Memphis found itself in court last Monday defending against the accusation that it has stolen 252 billion gallons of water from Mississippi over the last roughly decade and a half.
The case primarily concerns the bluff city and its pumping of water from the Claiborne Aquifer but MLGW and the state of Tennessee as a whole are named as well.
They are all collectively referred to as Tennessee.
“The Court should reject the Special Master’s conclusion that equitable apportionment is Mississippi’s sole remedy because it’s a remedy that redresses the wrong injury.” said John Coghlan, Mississippi’s deputy solicitor general who is representing the state, in his opening statement to the court.

“Mississippi does not claim that Defendants are taking more than their fair share of groundwater. Rather, Mississippi’s case turns on a different question: Do Defendants have the right to control groundwater while it is located within Mississippi’s sovereign territory?”
Coghlan’s main argument last Monday was that the groundwater that it alleges Tennessee stole was well within Mississippi’s borders and that because of that, the state has exclusive control over it.
He was pressed by Justice Sonia Sotomayor who highlighted how many times Mississippi has tried the case in court and how many times its efforts were shut down.
“When is enough enough?” she said. “When should you be stopped from amending and seeking equitable apportionment, assuming you lose?
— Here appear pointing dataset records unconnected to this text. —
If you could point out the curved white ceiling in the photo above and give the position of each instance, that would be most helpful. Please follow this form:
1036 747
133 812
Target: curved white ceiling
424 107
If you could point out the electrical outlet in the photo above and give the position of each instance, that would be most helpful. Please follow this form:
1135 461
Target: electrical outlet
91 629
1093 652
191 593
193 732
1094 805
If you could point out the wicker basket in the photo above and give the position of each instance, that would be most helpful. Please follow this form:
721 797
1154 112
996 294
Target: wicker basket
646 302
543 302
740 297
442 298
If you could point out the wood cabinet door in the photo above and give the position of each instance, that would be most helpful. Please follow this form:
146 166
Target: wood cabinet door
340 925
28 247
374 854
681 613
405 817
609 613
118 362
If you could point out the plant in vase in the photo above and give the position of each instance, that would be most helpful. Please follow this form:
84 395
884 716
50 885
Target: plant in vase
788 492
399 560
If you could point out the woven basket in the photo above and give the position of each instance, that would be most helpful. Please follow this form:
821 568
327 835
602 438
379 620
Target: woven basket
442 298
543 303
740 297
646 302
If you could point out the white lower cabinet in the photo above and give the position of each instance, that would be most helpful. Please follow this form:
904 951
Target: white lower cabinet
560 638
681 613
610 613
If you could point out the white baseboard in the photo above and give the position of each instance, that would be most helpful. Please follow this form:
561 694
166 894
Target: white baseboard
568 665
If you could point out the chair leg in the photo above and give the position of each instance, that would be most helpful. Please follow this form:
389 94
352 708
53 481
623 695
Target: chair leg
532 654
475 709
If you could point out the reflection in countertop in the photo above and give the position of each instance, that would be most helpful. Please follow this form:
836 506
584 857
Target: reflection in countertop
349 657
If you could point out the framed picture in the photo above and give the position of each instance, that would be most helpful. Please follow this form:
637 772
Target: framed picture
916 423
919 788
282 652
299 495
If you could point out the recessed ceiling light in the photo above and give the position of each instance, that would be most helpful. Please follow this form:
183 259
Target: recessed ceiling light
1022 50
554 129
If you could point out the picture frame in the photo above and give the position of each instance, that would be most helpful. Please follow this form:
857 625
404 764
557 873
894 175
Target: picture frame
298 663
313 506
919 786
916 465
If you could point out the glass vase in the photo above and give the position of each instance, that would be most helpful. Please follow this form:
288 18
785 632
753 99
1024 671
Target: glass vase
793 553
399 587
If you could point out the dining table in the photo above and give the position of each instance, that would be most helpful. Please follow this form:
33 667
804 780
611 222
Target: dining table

But it is a question that’s open in this case.”
Mississippi has continued to fight to have its day in court over the case since 2005.
In the original case, the US District Court for the Northern District of Mississippi ruled against the state arguing that the aquifer where it alleges the water was stolen from is “an interstate resource and that Mississippi could not be granted relief unless and until the aquifer was apportioned, or divided and assigned”, according to Ballotpedia.
Mississippi filed an appeal with the US Court of Appeals for the Fifth Circuit, but the court upheld the district court’s original decision.
The state then attempted to bring it before the supreme court, but the court denied its petition for review.
Finally, in June 2015, the supreme court accepted the state’s motion for leave to file a bill of complaint and appointed Eugene Siler Jr. as special master.
Siler delivered his first report in November last year and recommended that the court dismiss the case.
Despite that, the court agreed to hear the case on July 2 anyway.
The case is a gray area because the groundwater flows between the two states rather than sitting exclusively in one or the other.
And although the case concerns interstate groundwater, both Coghlan and David Frederick, who represents Tennessee in the case, rejected equitable apportionment, the legal doctrine for interstate water cases, as a viable solution.
Coghlan is seeking relief for Mississippi as well as $615 million in damages but wants to keep equitable apportionment as an option should the state lose the case.
Frederick, on the other hand, stated that he agreed with Siler that the case should be dismissed altogether.
He diverted, however, in stating that Mississippi should not be allowed to seek equitable apportionment, an option that Siler left the door open for.
“Tennessee has lawfully pumped groundwater out of the Middle Claiborne Aquifer on its side of the border for more than 130 years,” he said. “The Special Master correctly recommended dismissal of Mississippi’s complaint but erred in suggesting that Mississippi be freely granted leave to amend.”
Now that oral arguments have been heard, the case has been submitted to the court and is awaiting a decision.